Abstract:
Schizophrenia is a neuropsychiatric disorder characterized by various symptoms such as hallucinations, delusions, and disordered thinking. The etiology of this disease is unknown; however, it has been linked to many microdeletion syndromes that are likely to contribute to the pathology of schizophrenia. In this review we have comprehensively analyzed the role of various microdeletion syndromes, like 3q29, 15q13.3, and 22q11.2, which are known to be involved with schizophrenia. A variety of factors lead to schizophrenia phenotypes, but copy number variants that disrupt gene regulation and impair brain function and cognition are one of the causes that have been identified. Multiple case studies have shown that loss of one or more genes in the microdeletion regions lead to brain activity defects. In this article, we present a coherent paradigm that connects copy number variations (CNVs) to numerous neurological and behavioral abnormalities associated with schizophrenia.

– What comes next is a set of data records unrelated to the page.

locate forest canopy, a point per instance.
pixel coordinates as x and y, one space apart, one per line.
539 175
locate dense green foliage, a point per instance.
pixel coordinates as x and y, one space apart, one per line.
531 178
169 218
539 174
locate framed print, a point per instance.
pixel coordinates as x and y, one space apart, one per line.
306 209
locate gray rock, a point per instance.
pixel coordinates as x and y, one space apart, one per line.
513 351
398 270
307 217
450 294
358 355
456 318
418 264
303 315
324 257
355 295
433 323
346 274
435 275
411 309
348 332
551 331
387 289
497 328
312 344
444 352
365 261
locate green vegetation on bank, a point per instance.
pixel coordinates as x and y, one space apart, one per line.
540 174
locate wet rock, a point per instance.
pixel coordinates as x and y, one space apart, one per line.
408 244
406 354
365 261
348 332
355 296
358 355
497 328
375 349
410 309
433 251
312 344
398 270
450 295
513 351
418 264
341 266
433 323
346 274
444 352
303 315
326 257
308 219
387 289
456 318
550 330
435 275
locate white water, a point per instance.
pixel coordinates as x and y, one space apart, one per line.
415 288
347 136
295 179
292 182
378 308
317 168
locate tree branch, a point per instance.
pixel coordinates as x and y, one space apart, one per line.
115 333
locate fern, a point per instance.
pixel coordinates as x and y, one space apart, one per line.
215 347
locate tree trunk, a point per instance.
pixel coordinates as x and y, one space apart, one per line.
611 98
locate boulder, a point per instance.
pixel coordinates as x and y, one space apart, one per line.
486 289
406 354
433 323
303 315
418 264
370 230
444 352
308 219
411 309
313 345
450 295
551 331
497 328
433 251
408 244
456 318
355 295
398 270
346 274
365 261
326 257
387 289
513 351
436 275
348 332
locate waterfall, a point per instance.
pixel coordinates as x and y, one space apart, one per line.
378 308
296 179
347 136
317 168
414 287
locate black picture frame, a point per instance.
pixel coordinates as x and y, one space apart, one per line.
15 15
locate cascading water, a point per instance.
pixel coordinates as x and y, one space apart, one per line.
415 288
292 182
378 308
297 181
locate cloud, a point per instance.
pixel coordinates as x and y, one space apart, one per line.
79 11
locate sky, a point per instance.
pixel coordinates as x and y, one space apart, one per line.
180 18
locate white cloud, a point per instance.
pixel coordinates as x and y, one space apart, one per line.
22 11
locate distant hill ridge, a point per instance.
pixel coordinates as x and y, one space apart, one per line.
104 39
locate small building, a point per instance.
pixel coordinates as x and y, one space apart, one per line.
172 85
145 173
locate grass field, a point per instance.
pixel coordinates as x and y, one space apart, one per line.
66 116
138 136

It would be helpful in understanding the different aspects of the microdeletions and how they contribute in the pathophysiology of schizophrenia.
摘要:
精神分裂症是一种神经精神障碍,其特征是幻觉等各种症状,妄想,混乱的思维。这种疾病的病因是未知的;然而,它与许多可能导致精神分裂症病理的微缺失综合征有关。在这篇综述中,我们全面分析了各种微缺失综合征的作用,如3q29,15q13.3和22q11.2,已知与精神分裂症有关。多种因素导致精神分裂症的表型,但是破坏基因调节和损害大脑功能和认知的拷贝数变异是已经确定的原因之一。多个案例研究表明,微缺失区域中一个或多个基因的丢失会导致大脑活动缺陷。在这篇文章中,我们提出了一个连贯的范例,将拷贝数变异(CNVs)与精神分裂症相关的众多神经和行为异常联系起来.这将有助于了解微缺失的不同方面以及它们如何在精神分裂症的病理生理学中发挥作用。